Licentiate Column 02/12/10

If there's one thing that a recession is good for, it's separating the wheat from the chaff. The positive from the negative. The naysayers and apocalypse invokers from the Plucky Pollyannas. The... well, you get my drift.

Since the introduction of the government's four year plan, I have heard nothing but pronouncements that the country is doomed and declarations of intent to move far, far away from this aforementioned doom-addled island and towards a land with slightly more milk and honey (or jobs in IT, accounting and the media).

This is an unremarkable, yet unwelcome side effect of the Irish recession. The Irish diaspora stretches back for almost two hundred years. It is not surprising. Both the positive and the negative people evaluate their lives and feel that they have to move on.

What is surprising is the ability of this negativity to consume a person, to the extent that it affects the lives of people around you.

As a fashion writer, it's not my place to comment on the four year plan with even one iota of authority (even though there are others who know much less than me who are willing to give their two cents). This column is supposed to be full of jokes, off-the-cuff comments and observations about the shopping habits of the average women. Yet, somehow, I managed to visibly offend several people when I revealed to them that I was NOT going to tackle the four year plan/the budget/social welfare cuts/Brian Cowen's jamjar specs.

On revealing publicly that I would not be writing about these issues, I was immediately asked why by a petite brunette with an appropriately pointy nose. "Because it's a fashion column," I said. "It has nothing to do with politics. Why should I devote the column to scaremongering about rent relief when I should be devoting it to scaremongering about huge credit card bills brought on by online shopping sprees? What do you want me to do - critique Brian Cowen's three-button suits (and a side note to an Taoiseach; I'd go double breasted if I were you - your chest is less Biffo, more barrel) and Brian Lenihans droopy, sad sack side parting?"

"Ugh. You are so shallow" this particular harridan rasped as she retreated back in the shadows, no doubt to suck the will to live out of another person who had the gall to be thinking about pretty flowers or teddybears.

To this women, I give you this message. I may well be shallower than a fresh puddle after fifteen minutes of drizzle, but fashion is not. While it may not be as profound as a Shakespearean couplet uttered from the mouth of Mother Teresa, it has it's place in the world, just like this column has a place in this paper.
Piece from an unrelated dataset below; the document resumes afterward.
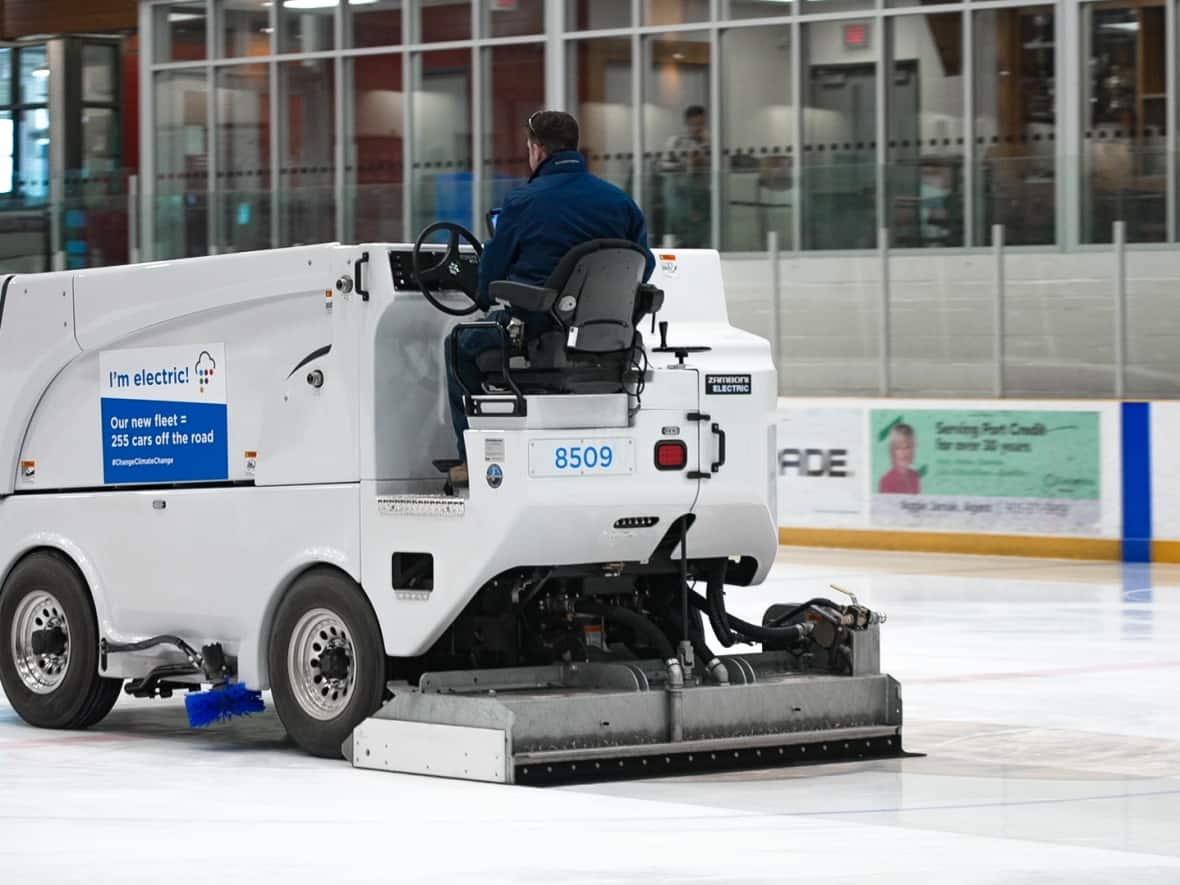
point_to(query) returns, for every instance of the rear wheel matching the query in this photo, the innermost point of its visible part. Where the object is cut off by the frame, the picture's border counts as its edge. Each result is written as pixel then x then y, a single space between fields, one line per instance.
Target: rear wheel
pixel 48 646
pixel 326 660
Fashion is the most universal mode of self expression. Fashion tells people who you are. Fashion is an industry. Fashion utilises techniques that have been honed for hundred of years. Some fashion is equal to great art, except fashion is for everyone and not just those who understand it. Fashion is tied in to sex, power, jobs, money, cachet and life-changing events (think marriages and funerals). Fashion is even tied to politics in a Gordian knot that Alexander the Great would find hard to cut through. It runs parallel to all things, not in second place.

I may be shallow, but I am not shallow for refusing to express my opinion on the IMF situation in this paper. There are others who do so more eloquently and logically within these pages. They have a place and I do too; in the Health and Beauty section, talking about shoes. That's the way it's going to stay.